The documentary evokes several avenues ...

There are pingers which are developed to scare away dolphins approaching pelagic nets.

This technique has been known since the 2000s. The tests carried out in Brittany gave results but, for financial reasons, the boats were not equipped.

There is a new phase of experimentation which has just been launched with new, more efficient pingers that consume less energy.

There are also new reflector techniques which pursue the same objective but for gill boats.

The problem is the cost of deployment.

Without the involvement of the State and of Europe, it seems complicated.

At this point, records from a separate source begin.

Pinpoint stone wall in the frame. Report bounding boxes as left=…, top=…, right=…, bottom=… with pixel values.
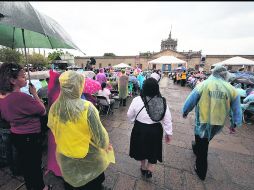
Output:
left=75, top=50, right=254, bottom=71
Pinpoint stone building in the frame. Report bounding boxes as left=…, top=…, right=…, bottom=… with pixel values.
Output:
left=161, top=31, right=177, bottom=51
left=75, top=31, right=254, bottom=71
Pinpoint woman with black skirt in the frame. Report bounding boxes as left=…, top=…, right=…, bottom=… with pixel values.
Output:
left=127, top=78, right=172, bottom=178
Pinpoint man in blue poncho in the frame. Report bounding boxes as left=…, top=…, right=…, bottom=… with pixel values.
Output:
left=182, top=66, right=242, bottom=180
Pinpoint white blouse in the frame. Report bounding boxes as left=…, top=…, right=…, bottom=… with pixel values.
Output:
left=127, top=96, right=173, bottom=135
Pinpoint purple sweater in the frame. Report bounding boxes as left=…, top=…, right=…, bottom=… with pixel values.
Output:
left=0, top=92, right=45, bottom=134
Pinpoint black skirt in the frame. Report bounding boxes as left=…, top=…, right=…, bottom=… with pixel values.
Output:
left=129, top=120, right=163, bottom=164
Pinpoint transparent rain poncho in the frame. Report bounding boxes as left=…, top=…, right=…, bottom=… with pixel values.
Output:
left=183, top=66, right=242, bottom=140
left=48, top=71, right=115, bottom=187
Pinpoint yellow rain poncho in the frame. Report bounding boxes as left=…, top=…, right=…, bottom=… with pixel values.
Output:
left=48, top=71, right=115, bottom=187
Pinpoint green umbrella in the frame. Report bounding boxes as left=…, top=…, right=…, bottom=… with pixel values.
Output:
left=0, top=1, right=82, bottom=81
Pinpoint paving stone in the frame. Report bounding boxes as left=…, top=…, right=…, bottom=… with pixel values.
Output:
left=114, top=174, right=136, bottom=190
left=164, top=145, right=192, bottom=171
left=135, top=180, right=157, bottom=190
left=207, top=154, right=229, bottom=181
left=110, top=129, right=130, bottom=155
left=184, top=172, right=205, bottom=190
left=165, top=167, right=186, bottom=190
left=219, top=153, right=254, bottom=187
left=0, top=170, right=12, bottom=187
left=103, top=168, right=120, bottom=189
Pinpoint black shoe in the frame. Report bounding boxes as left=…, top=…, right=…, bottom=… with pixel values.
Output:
left=194, top=165, right=205, bottom=181
left=140, top=168, right=147, bottom=175
left=191, top=141, right=197, bottom=156
left=146, top=170, right=153, bottom=178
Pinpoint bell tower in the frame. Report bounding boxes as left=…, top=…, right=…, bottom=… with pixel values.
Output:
left=161, top=26, right=177, bottom=51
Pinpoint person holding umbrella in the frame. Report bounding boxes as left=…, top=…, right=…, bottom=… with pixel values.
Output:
left=0, top=63, right=50, bottom=190
left=118, top=69, right=129, bottom=106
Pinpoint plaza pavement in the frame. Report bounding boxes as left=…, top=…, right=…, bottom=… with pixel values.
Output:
left=0, top=77, right=254, bottom=190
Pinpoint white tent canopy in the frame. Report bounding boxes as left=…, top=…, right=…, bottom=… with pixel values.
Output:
left=148, top=56, right=186, bottom=64
left=113, top=63, right=131, bottom=68
left=212, top=56, right=254, bottom=66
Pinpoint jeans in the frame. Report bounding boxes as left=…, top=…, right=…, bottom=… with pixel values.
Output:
left=193, top=135, right=209, bottom=179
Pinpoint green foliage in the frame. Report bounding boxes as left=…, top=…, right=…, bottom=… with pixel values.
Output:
left=104, top=53, right=116, bottom=56
left=48, top=49, right=64, bottom=62
left=0, top=48, right=23, bottom=63
left=27, top=53, right=48, bottom=68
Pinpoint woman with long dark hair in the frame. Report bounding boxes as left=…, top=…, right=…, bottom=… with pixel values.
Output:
left=0, top=63, right=49, bottom=190
left=127, top=78, right=172, bottom=178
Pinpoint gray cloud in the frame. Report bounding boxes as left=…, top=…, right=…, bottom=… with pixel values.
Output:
left=31, top=2, right=254, bottom=55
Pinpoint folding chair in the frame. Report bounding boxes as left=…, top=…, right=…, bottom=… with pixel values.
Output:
left=242, top=102, right=254, bottom=124
left=96, top=96, right=111, bottom=115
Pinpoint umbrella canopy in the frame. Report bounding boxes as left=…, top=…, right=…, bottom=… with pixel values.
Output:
left=113, top=63, right=132, bottom=68
left=212, top=56, right=254, bottom=66
left=0, top=1, right=81, bottom=51
left=20, top=79, right=42, bottom=96
left=30, top=71, right=49, bottom=79
left=148, top=56, right=186, bottom=64
left=176, top=66, right=186, bottom=71
left=83, top=78, right=101, bottom=94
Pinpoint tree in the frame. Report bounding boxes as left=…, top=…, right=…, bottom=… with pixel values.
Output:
left=104, top=53, right=116, bottom=56
left=0, top=48, right=23, bottom=63
left=48, top=49, right=64, bottom=61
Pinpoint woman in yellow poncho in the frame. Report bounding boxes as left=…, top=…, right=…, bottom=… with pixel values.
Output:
left=48, top=71, right=115, bottom=190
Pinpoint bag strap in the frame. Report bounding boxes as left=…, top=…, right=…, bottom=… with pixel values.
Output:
left=134, top=97, right=153, bottom=121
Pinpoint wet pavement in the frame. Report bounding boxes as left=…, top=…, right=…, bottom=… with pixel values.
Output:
left=0, top=78, right=254, bottom=190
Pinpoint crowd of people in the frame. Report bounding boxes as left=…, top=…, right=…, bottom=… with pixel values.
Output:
left=0, top=63, right=248, bottom=190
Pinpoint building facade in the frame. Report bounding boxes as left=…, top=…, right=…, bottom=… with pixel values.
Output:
left=74, top=31, right=254, bottom=71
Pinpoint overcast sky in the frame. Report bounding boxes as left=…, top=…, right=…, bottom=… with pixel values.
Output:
left=30, top=1, right=254, bottom=56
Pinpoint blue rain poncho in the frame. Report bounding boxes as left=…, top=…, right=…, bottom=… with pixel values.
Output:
left=182, top=67, right=242, bottom=140
left=48, top=71, right=115, bottom=187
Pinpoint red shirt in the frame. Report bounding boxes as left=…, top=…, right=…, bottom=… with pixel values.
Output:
left=0, top=92, right=45, bottom=134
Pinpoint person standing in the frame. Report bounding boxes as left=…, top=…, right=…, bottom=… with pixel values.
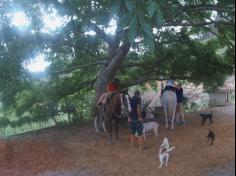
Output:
left=176, top=83, right=185, bottom=125
left=128, top=90, right=145, bottom=149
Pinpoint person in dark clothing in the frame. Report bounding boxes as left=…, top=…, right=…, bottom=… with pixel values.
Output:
left=128, top=91, right=145, bottom=149
left=161, top=80, right=176, bottom=95
left=176, top=83, right=185, bottom=124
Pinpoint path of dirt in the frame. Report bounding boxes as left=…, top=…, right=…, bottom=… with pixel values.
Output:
left=0, top=105, right=235, bottom=176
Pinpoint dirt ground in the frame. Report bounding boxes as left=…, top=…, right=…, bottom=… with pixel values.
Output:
left=0, top=105, right=235, bottom=176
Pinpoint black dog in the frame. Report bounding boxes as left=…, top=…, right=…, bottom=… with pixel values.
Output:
left=200, top=111, right=213, bottom=126
left=207, top=129, right=215, bottom=145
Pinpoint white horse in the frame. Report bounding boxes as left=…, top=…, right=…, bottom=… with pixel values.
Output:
left=161, top=90, right=177, bottom=130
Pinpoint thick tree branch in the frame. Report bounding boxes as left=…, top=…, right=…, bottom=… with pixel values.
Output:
left=50, top=60, right=106, bottom=74
left=92, top=24, right=114, bottom=46
left=164, top=21, right=235, bottom=27
left=180, top=4, right=233, bottom=13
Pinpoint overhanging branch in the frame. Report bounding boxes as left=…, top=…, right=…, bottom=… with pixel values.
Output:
left=50, top=60, right=106, bottom=74
left=164, top=21, right=235, bottom=27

Is the French State sufficiently involved in this matter?

His absence marked me while making this documentary.

I have the impression that he does not measure at all the magnitude of what is going on.

You don't see any control at sea, for example.

The European Commission asked France this summer to act against catches and we do not see a big measure.

The NGOs proposed several scenarios, such as the closure of fishing for two weeks in winter in the Bay of Biscay: the fishermen were against it and the Minister of Fisheries opposed it.

“It is urgent to radically change course,” concludes your documentary.

Can we be optimistic?

I do not know.

I am not sure.

With Covid and Brexit, the economic context is difficult.

But the consumer has a role to play in this story.

Buying fish all year round at any time is not neutral.

The consumer can choose to buy fish caught in good conditions, in a quest for sustainable fishing.

It is a "collective responsibility" say several speakers of the documentary.

I really believe it.

We are all concerned.

* Dolphins under surveillance, at 11:25 p.m. Monday October 26.

Also to be seen in replay for 30 days.